What Google can tell us about people’s secret thoughts

Google search engine

Google can be used for a seemingly infinite number of tasks: looking up directions, defining words, shopping for presents, fixing your car. According to some researchers, however, it can also be used to read people's minds.

Economist and former Google data scientist Seth Stephens-Davidowitz calls Google searches “a confessional box” that can gauge public sentiment on controversial views that polls and surveys can’t always measure. After events like the recent attacks in San Bernardino and Paris, it can be used to gauge increasing Islamophobic sentiments. 

“Sometimes people type just random thoughts they have into Google,” Stephens-Davidowitz says. “These searches tend to feel like confessionals. They're admitting things that they might not want to admit in polite company or might not tell to a survey. So it gets kind of a different perspective and often, unfortunately, a darker perspective of the human psyche.”

Stephens-Davidowitz and Evan Soltas have been researching the ability of anonymous aggregate data collected from Google to predict things like hate crimes against Muslims. 

“When people type very disturbing searches like ‘kill Muslims’ or ‘I hate Muslims,’ hate crimes against Muslims are higher. There's a clear relationship on weeks when these searches are higher — there are going to be more anti-Muslim hate crimes,” Stephens-Davidowitz says. 

Their research in recent weeks has shown a disturbing trend. Anti-Muslim Internet searches are at levels not seen since 2001. 

“This means we predict that anti-Muslim hate crimes are at levels not seen since the aftermath of September 11 right now, because these nasty searches about Muslims have shot up recently,” Stephens-Davidowitz says.

Soltas and Stephens-Davidowitz were able to test their hypothesis recently during a speech given by President Barack Obama. 

“The speech was very moving. He talked about the importance of not judging people based on their religion,” says Stephens-Davidowitz. “We got very excited, like ‘Oh let's see how the searches have responded to these well-meaning words.’ And we found out disappointingly and disturbingly that, if anything, it seemed to just provoke the angry mob or provoke intolerance. That searches for ‘kill Muslims’ shot up three-fold … so, if anything, it seemed like Obama's speech, on average, backfired.”
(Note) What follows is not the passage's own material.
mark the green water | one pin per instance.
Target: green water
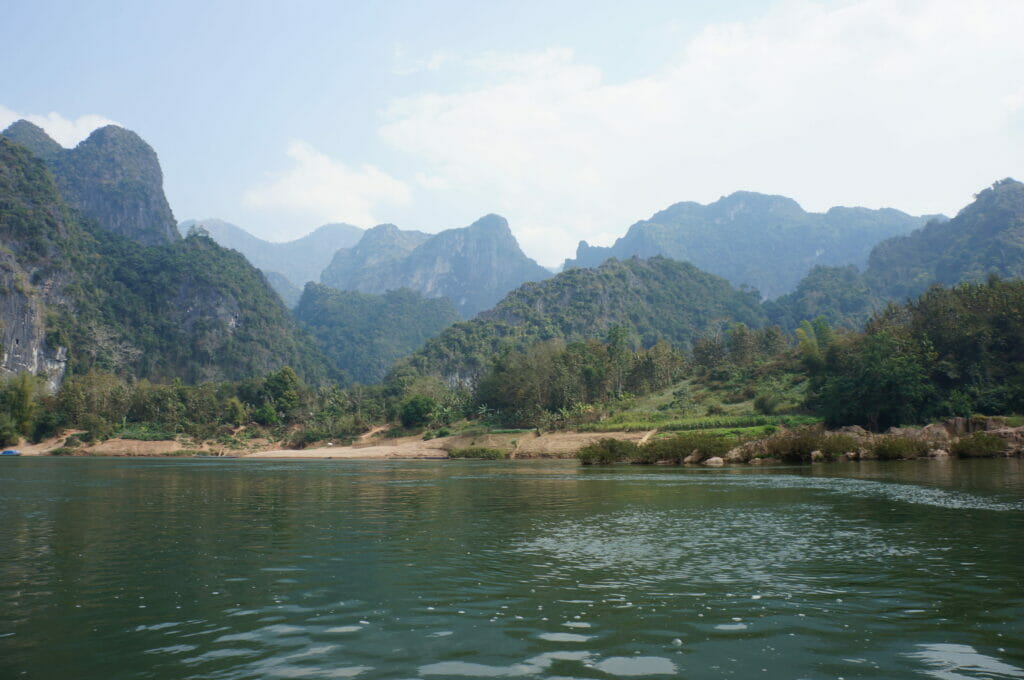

Later in the speech, however, Obama spoke about Muslim Americans as sports heroes and people who were willing to die for the USA.   

“After that line, for the first time in a year, the top noun search with Muslims was not terrorists, extremists or refugees — it was athletes,” Stephens-Davidowitz says. “So that had more positive effects.”

Soltas and Stephens-Davidowitz have been researching their theory for about three years, and are planning to publish their findings. Stephens-Davidowitz is also writing a book. 

“It is like a confessional and people are telling things I don't think many people are going to tell a poll,” Stephens-Davidowitz says. “When you look at it anonymously, in aggregate, you really do get a really unprecedented view into the mind.”

This article is based on an interview that aired on PRI's Science Friday.